Las sillas, que son plegables, no hace falta montarlas así que estas cuatro
cositas me las montará en un pispás”.
Le rogué encarecidamente que tuviera cuidado con el parquet
(Inciso: el que inventó el parquet era un sádico y merece una tortura lenta y
desesperante. No le pueden caer líquidos, hay que tener cuidado de que no se
raye, de que no le dé mucho el sol para que no pierda color… Estoy aprendiendo
a levitar para no dañarlo) y lo dejé tranquilito en el estudio mientras montaba
el escritorio y la silla, retirándome discretamente al salón. Siempre me ha
sabido muy mal estar respirando en la nuca de los operarios que vienen a casa,
sea cual sea la tarea que vienen a realizar.
Me siento en el salón y yo no hacía más que oír trastazos,
cosas que se caían y ruidos indescriptibles que era incapaz de asociar con nada
que hubiese oído con anterioridad. No obstante, mantuve la calma y conseguí
evitar ir corriendo al grito de “¿Qué c**o está pasando ahí?"
Mi proverbial paciencia comenzó a verse mermada al ver que
era la una y media y todavía no había terminado con las cosas del escritorio.
En esto, suena el timbre y aparece otro operario, más mayor, que creo que vino
a rescatarlo tras un grito de auxilio que nuestro jovenzuelo debe haberle
mandado vía SMS. El hombre experimentando le dice al imberbe que vaya
poniéndose con lo del salón, que ya termina él con la silla y el escritorio.

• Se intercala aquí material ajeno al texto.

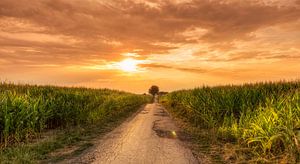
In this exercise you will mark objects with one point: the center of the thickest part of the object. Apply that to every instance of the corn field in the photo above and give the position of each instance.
(264, 117)
(26, 110)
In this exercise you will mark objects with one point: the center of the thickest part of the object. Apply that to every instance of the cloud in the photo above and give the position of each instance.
(192, 70)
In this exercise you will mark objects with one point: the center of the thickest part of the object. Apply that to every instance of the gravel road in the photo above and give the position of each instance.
(150, 137)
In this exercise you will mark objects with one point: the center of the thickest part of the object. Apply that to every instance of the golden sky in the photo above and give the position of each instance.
(132, 44)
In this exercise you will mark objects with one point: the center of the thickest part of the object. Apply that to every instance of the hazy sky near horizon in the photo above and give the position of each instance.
(132, 44)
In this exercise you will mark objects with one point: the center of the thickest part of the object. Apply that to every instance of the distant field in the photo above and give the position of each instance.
(26, 110)
(262, 118)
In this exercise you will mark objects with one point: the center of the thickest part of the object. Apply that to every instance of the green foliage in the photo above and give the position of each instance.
(26, 110)
(262, 116)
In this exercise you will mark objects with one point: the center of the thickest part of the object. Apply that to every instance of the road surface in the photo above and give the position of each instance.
(149, 137)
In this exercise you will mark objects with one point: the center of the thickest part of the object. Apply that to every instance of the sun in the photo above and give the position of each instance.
(129, 65)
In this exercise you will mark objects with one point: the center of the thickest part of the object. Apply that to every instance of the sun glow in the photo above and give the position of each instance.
(129, 65)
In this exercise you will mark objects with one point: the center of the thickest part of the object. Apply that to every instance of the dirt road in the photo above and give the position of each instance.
(149, 137)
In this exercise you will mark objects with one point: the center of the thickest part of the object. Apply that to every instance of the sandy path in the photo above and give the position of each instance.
(150, 137)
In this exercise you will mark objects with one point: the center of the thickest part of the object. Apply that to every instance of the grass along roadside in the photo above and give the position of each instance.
(60, 144)
(249, 123)
(29, 113)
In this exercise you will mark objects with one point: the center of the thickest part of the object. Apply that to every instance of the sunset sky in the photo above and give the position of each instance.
(132, 44)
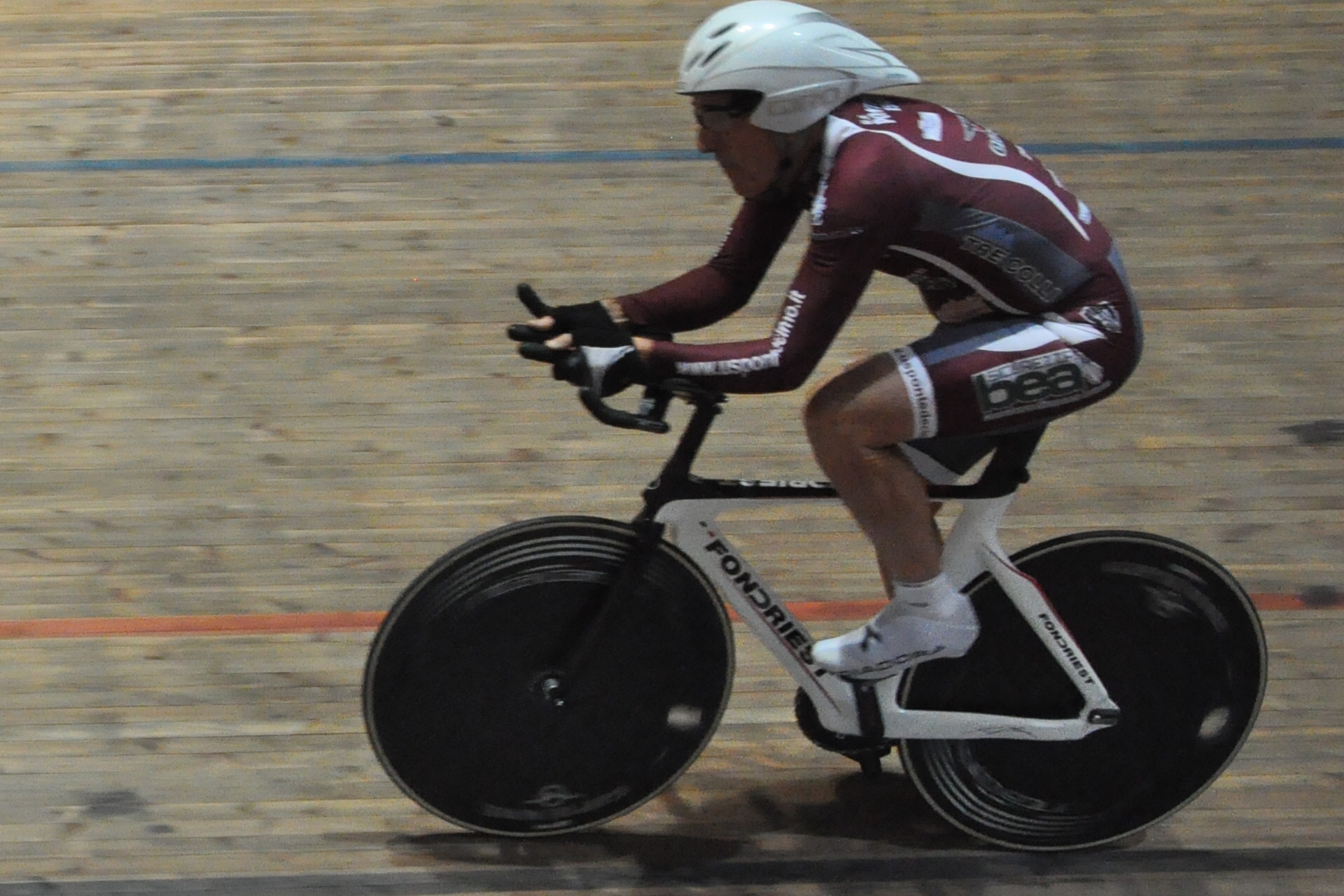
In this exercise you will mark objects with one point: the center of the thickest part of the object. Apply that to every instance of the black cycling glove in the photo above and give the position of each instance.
(590, 323)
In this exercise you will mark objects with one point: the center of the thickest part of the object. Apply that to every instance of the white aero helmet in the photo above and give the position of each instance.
(800, 59)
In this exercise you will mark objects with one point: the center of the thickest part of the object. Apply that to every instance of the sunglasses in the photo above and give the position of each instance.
(720, 118)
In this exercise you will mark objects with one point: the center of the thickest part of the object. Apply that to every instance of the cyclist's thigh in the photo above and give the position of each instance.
(1004, 374)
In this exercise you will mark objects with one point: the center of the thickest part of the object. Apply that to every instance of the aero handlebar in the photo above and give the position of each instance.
(566, 365)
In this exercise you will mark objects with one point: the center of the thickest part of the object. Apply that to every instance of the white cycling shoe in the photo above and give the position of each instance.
(895, 640)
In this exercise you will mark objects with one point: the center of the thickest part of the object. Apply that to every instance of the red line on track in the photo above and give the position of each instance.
(369, 620)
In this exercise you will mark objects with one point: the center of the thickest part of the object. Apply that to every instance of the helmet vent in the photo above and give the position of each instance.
(713, 54)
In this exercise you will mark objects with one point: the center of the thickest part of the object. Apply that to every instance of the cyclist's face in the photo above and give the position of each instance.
(746, 153)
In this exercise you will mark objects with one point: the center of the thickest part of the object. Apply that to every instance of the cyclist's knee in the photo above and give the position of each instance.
(864, 406)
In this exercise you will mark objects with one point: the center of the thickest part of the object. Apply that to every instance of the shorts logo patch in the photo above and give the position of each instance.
(1104, 316)
(1037, 383)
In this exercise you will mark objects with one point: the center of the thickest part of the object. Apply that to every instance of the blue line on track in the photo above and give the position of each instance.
(580, 156)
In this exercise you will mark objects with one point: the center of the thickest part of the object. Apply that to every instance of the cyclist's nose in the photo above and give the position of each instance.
(706, 140)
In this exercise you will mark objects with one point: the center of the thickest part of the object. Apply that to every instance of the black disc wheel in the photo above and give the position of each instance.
(472, 713)
(1179, 648)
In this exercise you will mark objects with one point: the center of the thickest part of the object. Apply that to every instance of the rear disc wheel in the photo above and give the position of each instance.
(460, 697)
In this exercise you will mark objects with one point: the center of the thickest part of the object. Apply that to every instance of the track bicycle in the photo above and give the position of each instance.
(555, 673)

El imberbe viene al salón y se pone a montar la mesita de
centro. Como aquí podía observarlo de cerca, me convencí sin lugar a dudas de
que me habían mandado al becario. Monta las patas de la mesita y el marco y pone
cara de extrañeza al ver que no podía poner la superficie de cristal. A todo
esto, el hombre experimentado ya había terminado con lo del escritorio y,
cuando ve al imberbe sudando la gota gorda con la mesita le dice “¿Pero no ves
que has montado el marco al revés? Así no se pueden poner las ventosas”. Me
dieron ganas de reírme pero preferí mantener una mirada fría como el hielo, que
me viesen impertérrita, seria, casi amenazante, que la cosa no estaba como para
ponerme en plan colega. Bastante tarde se me estaba haciendo ya como para que,
al final, me dijesen que se quedaban a comer.
Desmontan la mesita y la vuelven a montar, esta vez con el
marco del derecho. Montan la mesa del salón y ya, por fin, me dicen que se van.
Las tres. Fantástico. Menos mal que mi jefa es un sol y no tomó represalias por
mi media hora de retraso.
Ah, el parquet, milagrosamente, sobrevivió al ataque.